By the way, the food is good at Scott & White…much better than the first time I was in there.  I could order via telephone or through my television and they make good biscuits and the coffee is decent.


Anyway, I had a lot of people show up in my room: food service, the mask lady, nurses and aids.  If you know me, you know I like to talk and tell stories.  I had a big enough audience…now I didn't say they enjoyed my stories but they were polite.


One day I got to wondering if patients ever resist leaving a hospital.  I asked a couple of nurses.  They didn't use these words but what they meant was, “Hell, yes.”

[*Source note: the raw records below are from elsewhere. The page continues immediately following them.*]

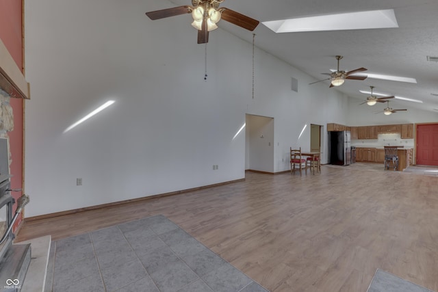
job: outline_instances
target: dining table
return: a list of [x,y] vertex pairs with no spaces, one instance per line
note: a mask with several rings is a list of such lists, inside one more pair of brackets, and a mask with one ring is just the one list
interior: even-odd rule
[[[318,164],[317,164],[317,167],[316,167],[316,171],[317,172],[321,172],[321,152],[319,151],[302,151],[301,152],[301,155],[302,156],[306,156],[307,157],[310,157],[312,161],[317,161]],[[318,159],[317,159],[318,157]],[[312,163],[313,165],[313,163]],[[315,166],[313,165],[313,174],[315,174]]]

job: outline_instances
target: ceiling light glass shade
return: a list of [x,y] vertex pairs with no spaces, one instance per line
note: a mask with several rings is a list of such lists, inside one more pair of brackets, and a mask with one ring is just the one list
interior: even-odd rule
[[367,105],[374,105],[376,103],[377,103],[377,101],[367,101]]
[[[196,28],[198,30],[202,30],[202,25],[203,25],[203,21],[202,20],[201,20],[199,21],[193,21],[193,22],[192,23],[192,26],[193,27]],[[209,18],[207,20],[207,30],[208,31],[211,31],[212,30],[215,30],[217,28],[218,28],[218,26],[216,25],[215,25],[214,23],[211,23],[211,21],[210,21]]]
[[198,6],[192,12],[192,17],[195,21],[202,21],[204,18],[204,8],[202,6]]
[[212,23],[218,23],[218,21],[220,20],[220,12],[213,8],[209,9],[208,15],[210,16],[209,19]]
[[335,77],[335,79],[331,81],[331,84],[333,86],[341,86],[342,84],[344,84],[344,81],[345,81],[345,80],[344,80],[341,77]]
[[192,26],[198,30],[202,30],[201,25],[203,25],[203,21],[193,21]]

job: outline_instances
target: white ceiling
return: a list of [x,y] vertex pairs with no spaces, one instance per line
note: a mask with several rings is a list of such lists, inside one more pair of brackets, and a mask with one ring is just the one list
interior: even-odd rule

I got to thinking about that and I can see that if someone comes out of a nursing home that they might resist returning.  In addition, I have long contended that the world is full of lonely folks who have no one to talk to.  Of course I have Linda to talk to; she's probably heard my stories about a million times, but…she probably doesn't actually listen the first time.

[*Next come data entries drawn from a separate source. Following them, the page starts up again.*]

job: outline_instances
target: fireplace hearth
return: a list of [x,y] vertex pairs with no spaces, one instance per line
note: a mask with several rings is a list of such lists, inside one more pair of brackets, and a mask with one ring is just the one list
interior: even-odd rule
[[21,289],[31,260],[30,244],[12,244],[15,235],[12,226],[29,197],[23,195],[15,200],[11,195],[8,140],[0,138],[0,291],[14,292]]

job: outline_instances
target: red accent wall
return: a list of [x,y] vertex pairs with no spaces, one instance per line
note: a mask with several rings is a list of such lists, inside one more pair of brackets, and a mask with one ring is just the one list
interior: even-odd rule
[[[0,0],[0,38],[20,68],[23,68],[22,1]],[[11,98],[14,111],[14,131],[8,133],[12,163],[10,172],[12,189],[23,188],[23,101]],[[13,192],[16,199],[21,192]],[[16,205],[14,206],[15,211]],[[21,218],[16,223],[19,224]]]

But I digress.  Oh, wait.  One more digression: I spent a lot of time making notes in the author’s  copy of my next book, Old Guy Does Fiction and Poems and a Few Essays.  It’s gonna be gooood.

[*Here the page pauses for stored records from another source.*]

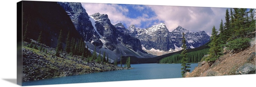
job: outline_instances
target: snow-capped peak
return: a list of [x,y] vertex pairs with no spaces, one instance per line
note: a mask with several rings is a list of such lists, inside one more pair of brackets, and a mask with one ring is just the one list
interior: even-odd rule
[[135,27],[135,25],[134,25],[134,24],[132,24],[131,25],[131,26],[129,26],[129,28],[135,29],[136,28],[136,27]]

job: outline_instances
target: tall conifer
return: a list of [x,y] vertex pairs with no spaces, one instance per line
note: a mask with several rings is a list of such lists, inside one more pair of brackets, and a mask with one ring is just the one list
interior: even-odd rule
[[186,41],[185,38],[185,34],[184,32],[182,33],[183,36],[182,38],[183,39],[182,41],[182,45],[181,46],[182,50],[183,51],[180,53],[180,56],[182,57],[181,62],[181,66],[182,67],[181,68],[181,75],[182,77],[184,77],[184,74],[187,72],[190,72],[190,69],[188,69],[188,68],[191,67],[189,66],[190,65],[190,64],[188,64],[188,55],[187,54],[187,46],[186,46]]
[[67,39],[66,39],[66,46],[65,47],[65,51],[67,51],[68,53],[69,53],[70,51],[70,36],[69,31],[68,31],[68,36],[67,36]]
[[61,42],[62,39],[62,30],[60,30],[60,34],[59,35],[59,38],[58,38],[57,46],[56,46],[56,53],[55,53],[55,55],[57,56],[60,56],[60,52],[61,50],[62,50],[62,43]]

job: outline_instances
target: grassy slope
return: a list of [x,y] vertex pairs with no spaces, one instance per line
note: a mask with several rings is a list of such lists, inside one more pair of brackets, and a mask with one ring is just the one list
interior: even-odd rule
[[80,56],[64,52],[57,57],[54,49],[45,49],[46,53],[23,47],[23,81],[123,69],[108,63],[87,62],[86,58],[82,60]]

The first doctor I met on floor five was a fellow from El Salvador.  Except for the language problem, he seemed quite intelligent and attentive and could take a joke and I tried to talk him into living in Burleson County.


Around the fifth day another doctor showed up.  I think he was in charge of the ER.  He seemed even more intelligent than the El Salvador guy.  Doctors by the basketful are pretty damned dumb.  These two were exceptions.


He had some kind of a connection to Lafayette and Beau Bridge in Louisiana, so I asked if he was familiar with George Rodrigue, Louisiana artist from Lafayette.  No.  I chastised him.


Anyway, he said he thought he had a plan for me which included no salt (really?), frozen lung, scar tissue, plural fluid, and probably some other stuff.


That night I woke up in my room and thought, “I don't think my medication is correct.”  I even said to a nurse who came along about then.  I apologized for my pronouncement and indicated that it was probably just a dream.  The next day, one of the docs came by and said they got my medication wrong.  Aha.  No big deal. 


The last time I saw “I've-never-heard-of-George-Rodrigue,” he was explaining a shift in my medications.


After listening carefully, I responded, “So, I'm screwed.”  He, of course, protested, but…not very vehemently.


I got pretty good care at Scott & White.  I had plenty of pleasant servants, good food, and polite listeners.


Oh yeah.  The first person I offended was on day one.  I apologized.  The other person wandered into my room late in my stay and wanted to change the oxygen monitor on my finger for the thousandth time.  After the first few times they nurses changed it, I snapped: it ain't the connection to me, it's the connection to the monitor.   A male nurse came along one day: we discussed the issue; he check it out; there was a bent tong in the machine;  of course, he couldn't fix it.


After that, I actually had a nurse confess that she had to hook my finger up to the machine to cover her ass.  I understood that and was cooperative.


Okay, back to the other nurse I offended.  She comes into my room in  the middle of the night and wants to change my finger monitor because it was not registering.  I had never seen this woman before in my life and my response was simple and to the point, “You don't know shit.”  She departed mumbling never to be seen again.  Some things end well.


One footnote: I was escorted from my room to the ground level to meet Linda and our vehicle for our trip home by a shiny penny, a cute and pleasant young woman.  She helped me into a wheelchair, put an oxygen mask on my old visage and pushed me and the oxygen tank downstairs.


About a mile from the hospital, I detected a glitch in matrix:  I didn't seem to be getting enough oxygen; my oxygen tubing was not attached to the oxygen tank…and the oxygen tank was not turned on.

Of course, I corrected the problems and arrived home still conscious.


My point is that just because someone appears to be a shiny penny doesn't mean that his or her IQ rises above that of a rock.